Exam Format
A detailed breakdown of the Science Reasoning section in the JMSS entrance exam — what topics are covered, how questions are structured, and specific strategies to improve your score.
What Science Reasoning Tests
The Science Reasoning section assesses your ability to think like a scientist — interpreting data, evaluating hypotheses, and drawing evidence-based conclusions. It is not a content recall test. You will not be asked to memorise the periodic table or recite biology definitions. Instead, the exam presents scientific scenarios — experiments, data sets, graphs, diagrams — and asks you to analyse them. The questions test whether you can identify variables, interpret results, spot flaws in experimental design, and reason logically about cause and effect.
Topics and Content Areas
Science Reasoning draws from Year 8-10 science across biology, chemistry, and physics. While specific content knowledge helps, the emphasis is on reasoning ability rather than recall.
Biology
- • Cell biology and organ systems
- • Ecosystems, food webs, and environmental science
- • Genetics and heredity (basic)
- • Human body systems and health
Chemistry
- • Elements, compounds, and mixtures
- • Chemical reactions and equations (basic)
- • Acids, bases, and pH
- • Particle theory and states of matter
Physics
- • Forces, motion, and energy
- • Electricity and circuits
- • Light, sound, and waves
- • Heat transfer
Question Types You Will See
The exam uses several question formats, all designed to test reasoning rather than memorisation: Data interpretation — you are given a table, graph, or chart from an experiment and asked to identify trends, calculate changes, or predict outcomes. Experimental design — you are described an experiment and asked to identify the independent variable, dependent variable, controlled variables, or suggest improvements. Hypothesis evaluation — you are given competing explanations for an observation and asked which is best supported by the evidence. Application — you are given a scientific principle and asked to apply it to a new, unfamiliar context. These questions reward students who understand concepts deeply enough to transfer them.
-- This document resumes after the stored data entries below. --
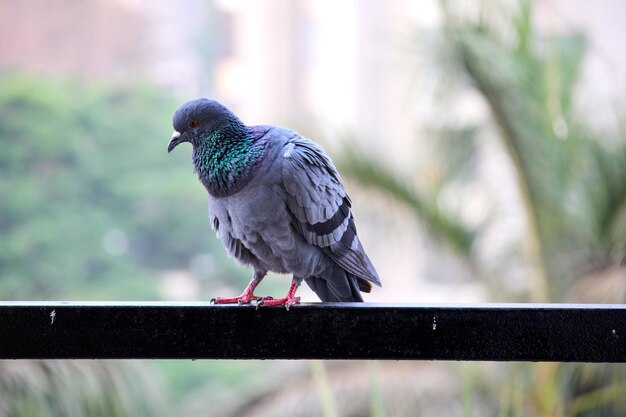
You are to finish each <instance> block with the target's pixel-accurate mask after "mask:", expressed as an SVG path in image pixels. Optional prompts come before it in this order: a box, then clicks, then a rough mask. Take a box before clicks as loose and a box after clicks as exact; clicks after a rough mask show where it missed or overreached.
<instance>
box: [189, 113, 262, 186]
mask: <svg viewBox="0 0 626 417" xmlns="http://www.w3.org/2000/svg"><path fill="white" fill-rule="evenodd" d="M263 148H264V143H261V142H259V141H255V140H254V138H253V137H252V135H250V133H249V132H248V130H247V129H246V128H245V126H243V125H241V126H236V125H227V126H226V127H223V128H220V129H216V130H214V131H212V132H209V133H205V134H204V135H203V136H201V137H200V140H199V143H198V144H197V145H196V146H194V152H193V164H194V168H195V170H196V172H197V173H198V178H200V181H201V182H202V184H204V186H205V188H206V189H207V191H208V192H209V193H210V194H211V195H213V196H215V197H223V196H227V195H230V194H233V193H235V192H237V191H239V190H240V189H241V188H243V186H245V185H246V184H247V183H248V182H249V181H250V179H251V177H252V174H253V173H254V170H255V168H256V166H257V165H258V162H260V157H261V155H262V152H263Z"/></svg>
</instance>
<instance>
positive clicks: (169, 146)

Strategies for Improving Your Score
1. Read the data before the question. Many students jump straight to the question and then scramble to find the relevant data. Read the table, graph, or scenario first — understand what was measured and what the results show — then read the question. 2. Practise interpreting graphs. The single most common skill tested is reading and interpreting graphical data. Practise identifying trends (increasing, decreasing, constant), reading specific values, and explaining what graphs show in words. 3. Learn the language of experimental design. Know what 'independent variable', 'dependent variable', 'controlled variable', 'hypothesis', and 'conclusion' mean and how to identify each in an experiment description. 4. Do not overthink. Science Reasoning questions usually have one clearly best answer. If you find yourself constructing elaborate justifications for an answer, you are probably wrong. The correct answer should follow logically from the data. 5. Practise under time pressure. With 30 questions in 30 minutes, you have one minute per question. Practise working at this pace so you are not surprised on exam day.